- Lawyers for N.C. Attorney General Josh Stein and Wake County District Attorney Lorrin Freeman offer competing arguments in the case of a disputed 1931 state election law.
- Stein learned on July 7 that Freeman's office planned to ask a grand jury whether the attorney general or his associates should be indicted on charges linked to the law.
- The law forbids people from lying about candidates for political office. It creates a Class 2 misdemeanor criminal offense.
Lawyers representing N.C. Attorney General Josh Stein and Wake County District Attorney Lorrin Freeman offered opposing written arguments Monday in a dispute involving a state law against campaign lies.
Both sides in the case filed new documents for U.S. District Judge Catherine Eagles. She could decide as early as Thursday whether to extend a temporary restraining order she issued last week. That July 25 order blocks enforcement of the law.
A new preliminary injunction from Eagles would stop Freeman from pursuing any charges related to the law until the entire legal dispute has been resolved.
“Plaintiffs contend that Defendant cannot ‘show cause … why this restraining order should not be continued as a preliminary injunction to the final adjudication of this cause,’ because N.C. Gen. Stat. § 163-274(a)(9) – the Statute sought to be enforced by Defendant – abridges First Amendment freedom of speech by seeking to regulate core political speech in a manner not tailored to achieve a compelling state interest,” according to a memorandum from Pressly Millen.

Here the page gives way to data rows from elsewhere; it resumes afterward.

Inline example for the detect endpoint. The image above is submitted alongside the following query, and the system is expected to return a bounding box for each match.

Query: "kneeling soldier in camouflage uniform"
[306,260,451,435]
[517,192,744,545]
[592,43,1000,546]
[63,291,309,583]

He represents Stein’s campaign organization, the company that prepares Stein’s television ads, and Juliette Grimmett, who appeared in the campaign ad that generated the legal controversy.

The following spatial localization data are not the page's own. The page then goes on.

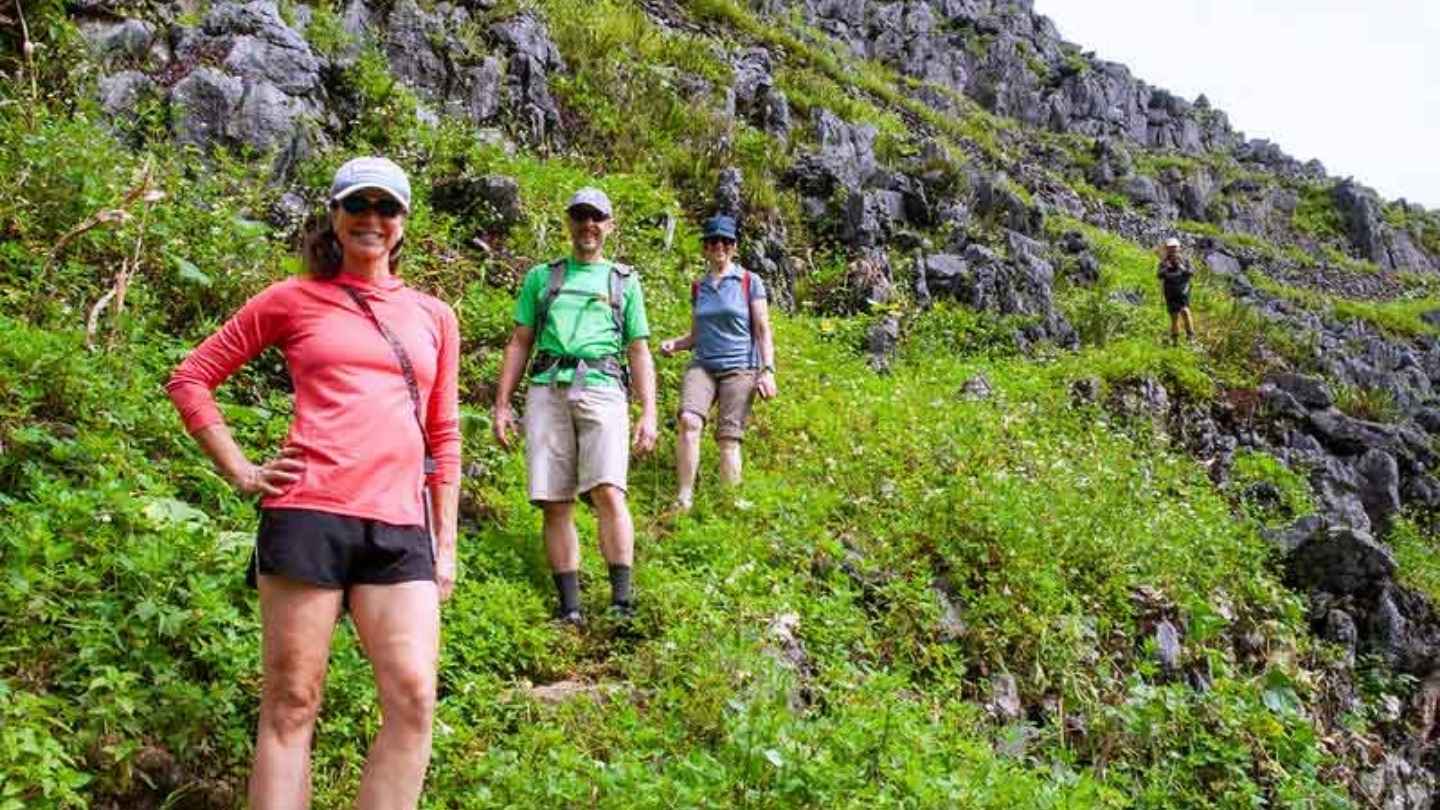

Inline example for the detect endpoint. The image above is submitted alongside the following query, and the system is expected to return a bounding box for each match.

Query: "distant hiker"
[167,157,458,808]
[659,214,776,511]
[491,187,658,626]
[1157,237,1196,344]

In his 2020 re-election bid, Stein ran a TV ad against Republican challenger Jim O’Neill, the Forsyth County District Attorney. The ad featured Grimmett, a sexual assault survivor who worked for Stein at the N.C. Department of Justice.
“When I learned that Jim O’Neill left 1,500 rape kits on a shelf leaving rapists on the streets, I had to speak out,” Grimmett said in the ad.
O’Neill cited N.C. Gen. Stat. § 163-274(a)(9), a state law from 1931, in registering a complaint about the ad with the N.C. State Board of Elections. The disputed law created a Class 2 misdemeanor “For any person to publish or cause to be circulated derogatory reports with reference to any candidate in any primary or election, knowing such report to be false or in reckless disregard of its truth or falsity, when such report is calculated or intended to affect the chances of such candidate for nomination or election.”
The state elections board investigated O’Neill’s complaint and turned over its findings to Freeman in July 2021.
Freeman’s latest filing explains that a prosecutor in her office warned Stein’s counsel on July 7 that a charge would be presented to a grand jury later in July. Stein and his fellow plaintiffs went to federal court on July 21 to block the law, citing “imminent” enforcement action.
The Wake D.A. now urges Eagles to deny Stein’s motion for a longer-lasting preliminary injunction.
“[T]he criminal investigation produced evidence tending to show (a) that Stein and others in his campaign were aware of the content of the Stein Political Ad, and approved of same; (b) that the Stein Political Ad was false, because an elected district attorney does not possess any untested [rape kits] in North Carolina and could not submit all untested [rape kits] to the State Crime Lab at one time, because of the protocol for submission in batches that had been put in place by the Crime Lab itself; (c) Stein and others in his campaign were aware of and/or recklessly indifferent to that falsity, given their positions as lawyers and elected officials intricately involved in the legislation creating the [rape kit] initiative; and (d) the Stein Political Ad was derogatory toward his political opponent,” according to the latest filing from Joseph Zeszotarski, Freeman’s attorney.
“Plaintiffs claim that the publication of a knowingly false political advertisement, designed to be derogatory toward the opponent of the candidate offering the ad, is completely protected by the First Amendment,” Zeszoktarki added. “In essence, Plaintiffs argue that political candidates in North Carolina are permitted to purposefully lie about their opponent to gain an advantage over their opponent in an election, and are protected by the First Amendment to do so. This cannot be the law.”
Eagles will hear arguments from Stein and Freeman at 9:30 a.m. Thursday.